SAO PAULO (AP) – Pemimpin Brasil Dilma Rousseff pada Senin berusaha keras untuk membendung protes nasional dengan bertemu dengan para pemimpin kelompok aktivis transportasi bebas yang melancarkan protes pertama lebih dari seminggu yang lalu dan pada Selasa menyerukan tindakan baru.
Rousseff juga berbicara dengan para gubernur dan wali kota di beberapa kota besar, memperluas pendekatannya yang lebih langsung terhadap krisis ini setelah dikritik karena kebanyakan diam dan membiarkan kerusuhan tidak terkendali.
Hingga tengah hari, baik pejabat pemerintah maupun pemimpin protes Gerakan Tarif Bebas belum membuat pernyataan publik, namun banyak orang di sini curiga bahwa mereka sudah tidak berdaya untuk membendung gelombang kerusuhan.
Beberapa protes yang tersebar berkobar pada hari Senin, dan dua wanita tewas setelah ditabrak mobil ketika mereka mencoba memblokir jalan raya di negara bagian Goias dekat ibu kota negara tersebut. Patroli jalan raya di Goias mengatakan pengemudi mobil tersebut melarikan diri dan sedang dicari.
Protes di negara bagian Sao Paulo juga memblokir akses jalan menuju pelabuhan terbesar di negara itu di Santos, sehingga menyebabkan banyak truk yang mencoba menurunkan produk. Di Brasilia, sekelompok mahasiswa yang berjumlah sekitar 300 orang yang melakukan protes terhadap korupsi memblokir beberapa jalan sementara demonstrasi diperkirakan akan terjadi pada malam hari di Rio de Janeiro.
Para ahli mengatakan para pengunjuk rasa, meskipun sebagian besar tidak terorganisir, dapat mengendalikan situasi berkat dukungan mayoritas warga Brasil seperti yang terlihat dalam jajak pendapat baru-baru ini. Hal ini membuka peluang bagi konsesi atas tuntutan mereka untuk mengurangi korupsi dan memperbaiki layanan publik yang buruk di negara tersebut.
Namun permasalahan yang lebih rumit adalah memburuknya iklim perekonomian Brasil. Pemerintah sedang berjuang menghadapi lesunya perekonomian dan meningkatnya inflasi, yang keduanya mempersulit belanja layanan publik yang lebih besar. Negara ini juga menghabiskan miliaran dolar untuk mempersiapkan tidak hanya Piala Konfederasi yang sedang berlangsung, namun juga Piala Dunia tahun depan dan Olimpiade 2016.
“Brasil akan menyaksikan beberapa gelombang protes,” kata Guillermo Trejo, seorang profesor di Universitas Notre Dame yang berbasis di AS yang penelitiannya berfokus pada protes sosial di Amerika Latin. “Siklus ini akan mereda, dan kemungkinan akan kembali menjadi protes episodik setelah perhatian media terhadap Piala Konfederasi memudar.”
Namun tahun depan bisa menjadi tahun yang penuh tantangan karena Rousseff akan terpilih kembali, kata Trejo. Protes tersebut telah menjadi yang terbesar di Brasil setidaknya dalam dua dekade terakhir.

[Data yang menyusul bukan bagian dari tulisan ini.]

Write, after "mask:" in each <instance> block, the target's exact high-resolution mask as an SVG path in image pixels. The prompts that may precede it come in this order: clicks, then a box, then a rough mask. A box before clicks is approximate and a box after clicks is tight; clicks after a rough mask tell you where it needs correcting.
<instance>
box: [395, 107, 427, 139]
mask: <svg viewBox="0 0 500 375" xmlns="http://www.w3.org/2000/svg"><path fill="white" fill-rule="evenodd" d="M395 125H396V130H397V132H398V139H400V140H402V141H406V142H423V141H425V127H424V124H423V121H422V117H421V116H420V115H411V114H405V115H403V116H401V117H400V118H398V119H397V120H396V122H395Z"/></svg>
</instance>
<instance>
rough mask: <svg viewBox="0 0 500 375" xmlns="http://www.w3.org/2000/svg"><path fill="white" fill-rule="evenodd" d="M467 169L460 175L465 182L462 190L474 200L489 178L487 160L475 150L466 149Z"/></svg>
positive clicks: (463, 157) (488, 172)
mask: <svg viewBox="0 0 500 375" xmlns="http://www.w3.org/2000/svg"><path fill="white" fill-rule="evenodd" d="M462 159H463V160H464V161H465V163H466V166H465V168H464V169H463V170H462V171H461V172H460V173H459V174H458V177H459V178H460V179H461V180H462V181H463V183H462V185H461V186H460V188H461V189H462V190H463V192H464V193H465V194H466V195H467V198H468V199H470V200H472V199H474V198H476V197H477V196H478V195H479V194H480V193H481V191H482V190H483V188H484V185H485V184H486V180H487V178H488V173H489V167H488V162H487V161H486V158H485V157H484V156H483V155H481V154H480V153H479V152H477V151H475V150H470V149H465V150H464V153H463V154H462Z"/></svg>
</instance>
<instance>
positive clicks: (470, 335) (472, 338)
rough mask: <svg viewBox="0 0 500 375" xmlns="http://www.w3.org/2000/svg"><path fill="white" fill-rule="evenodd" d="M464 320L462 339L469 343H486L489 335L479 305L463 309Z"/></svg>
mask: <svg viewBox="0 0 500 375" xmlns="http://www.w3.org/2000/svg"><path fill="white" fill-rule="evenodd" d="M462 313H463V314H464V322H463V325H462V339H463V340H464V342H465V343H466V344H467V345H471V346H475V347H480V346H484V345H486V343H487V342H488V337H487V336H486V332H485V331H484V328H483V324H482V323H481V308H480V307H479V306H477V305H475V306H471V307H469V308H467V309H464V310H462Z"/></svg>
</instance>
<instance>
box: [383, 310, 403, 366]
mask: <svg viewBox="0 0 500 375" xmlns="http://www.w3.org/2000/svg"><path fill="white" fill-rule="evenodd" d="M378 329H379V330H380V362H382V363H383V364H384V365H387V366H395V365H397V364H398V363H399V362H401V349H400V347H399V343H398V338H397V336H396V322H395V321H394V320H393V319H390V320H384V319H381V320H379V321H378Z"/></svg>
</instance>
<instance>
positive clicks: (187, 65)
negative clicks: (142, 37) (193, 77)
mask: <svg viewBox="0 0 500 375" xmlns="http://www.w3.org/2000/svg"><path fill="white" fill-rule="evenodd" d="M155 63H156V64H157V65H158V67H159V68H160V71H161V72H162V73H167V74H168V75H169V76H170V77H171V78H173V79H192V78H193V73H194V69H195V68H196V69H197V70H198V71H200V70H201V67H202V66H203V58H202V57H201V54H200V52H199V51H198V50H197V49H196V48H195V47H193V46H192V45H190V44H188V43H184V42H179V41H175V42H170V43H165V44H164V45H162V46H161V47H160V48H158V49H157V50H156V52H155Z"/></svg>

“Pemilihan presiden selalu menjadi magnet besar bagi aksi protes dan menjadi tuan rumah acara besar seperti Piala Dunia akan membuka peluang lebih banyak lagi,” kata Trejo.
Jajak pendapat menunjukkan bahwa tiga perempat warga Brasil mendukung protes tersebut, dan menuntut pajak yang lebih besar untuk membayar pajak yang besar. Faktanya, masyarakat Brasil membayar pajak lebih banyak sebagai bagian dari produk domestik bruto dibandingkan negara mana pun di luar negara berkembang.
Perusahaan konsultan risiko politik yang berbasis di AS, Eurasia Group, menulis pada hari Senin bahwa pemimpin Brazil tersebut “merancang sebuah strategi yang berupaya untuk menghasilkan kemajuan dalam tuntutan para pengunjuk rasa sambil menghindari peningkatan pengeluaran” ketika ia menghadapi “tantangan ganda yang dihadapi – satu di jalanan dan krisis kepercayaan di pasar keuangan.”
“Tim ekonominya sangat menyadari bahwa mereka tidak punya banyak ruang untuk membelanjakan lebih banyak uang untuk memenuhi tuntutan para pengunjuk rasa,” kata catatan itu.